Bugünkü dağcılığımız hıdrellezin tam ertesine rastlamıştı.
Kardeş olan Hızır ve İlyas Peygamberler her yıl aynı tarihte buluşurlarmış. Bu buluşma gününe hıdrellez, denirdi. Onlar, dün yine buluşmuşlar; bu buluşma büyük coşku ve eğlencelerle kutlanmıştı. Sabah namazıyla mahalle aralarından geçerken geceden kalma hıdrellez ateşlerinin dumanları hâlâ tütüyordu. Yorgun düşen canlar çekilmişler; ateşler de yeni günü buruk karşılar gibiydi.
Bugün Hızır ve İlyas Peygamberleri anarak başlamıştık dağcılığa.. Onların taptaze neşeleri bize de geçmiş gibiydi.
Bir çırpıda Kaplıkaya Vadisi'ne girmiştik. Bu güzel günde, yazın böylesi gül kokulu, kuş cıvıltılı, su şırıltılı haliyle bizi en iyi bu vadi kucaklar; bağrına basardı. Öyle olduğunu vadiye ilk attığım adımla anlamıştım.
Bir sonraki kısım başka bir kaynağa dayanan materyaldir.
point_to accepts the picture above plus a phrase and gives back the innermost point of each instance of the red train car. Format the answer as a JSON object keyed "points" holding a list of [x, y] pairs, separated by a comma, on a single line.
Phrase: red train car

Sanki bir an cehennemden bedenimi çıkarmış, cennete sokmuş gibiydim. İnsan böyle zamanlarda anlıyor Kaplıkaya Vadisi için Evliya Çelebi'nin; “Gönül açıcı yer,” Şair Lâmii Çelebi'nin; “Cennet vadisi,” deyişini..
Bugün çok heyecanlıydım. İbrahim Ünal, her mola yerinde ezberinde olan şiirlerinden birini okurken benim de aklımda hep bu güzelliği anlatacağım mısralar vardı. Bir ressamın tuvale düşüreceği renkler, vuracağı fırça darbeleri gibi benim aklımda da kelimeler vardı. Bir gün mutlaka Uludağ'ı bu doğal ve mistik haliyle anlatacağım bir kitap yazacaktım.
ATEŞ CANI YAKMASIN
...Temmuz/1985
Bugün gazetelerde ve radyoda yangın haberleri.. Ormanlar cayır cayır yanıyor.
Böyle anlarımda çok kötü oluyorum. Kim kötü olmaz ki? Yanan yalnızca ağaç değil ki, bitkiler, kurt, kuş, börtü böcek yanıyor. Sular kuruyor, toprak çoraklaşıyor.
Dağı cansız görenlerin aklına şaşarım. Mevlâna Celâleddin Mesnevi'sinde bakın bu canlılığa ne güzel örnek veriyor:
“Dağın ve taşın gözü, görüşü olmasaydı nasıl olurdu da dağ Davud'a dost olurdu?”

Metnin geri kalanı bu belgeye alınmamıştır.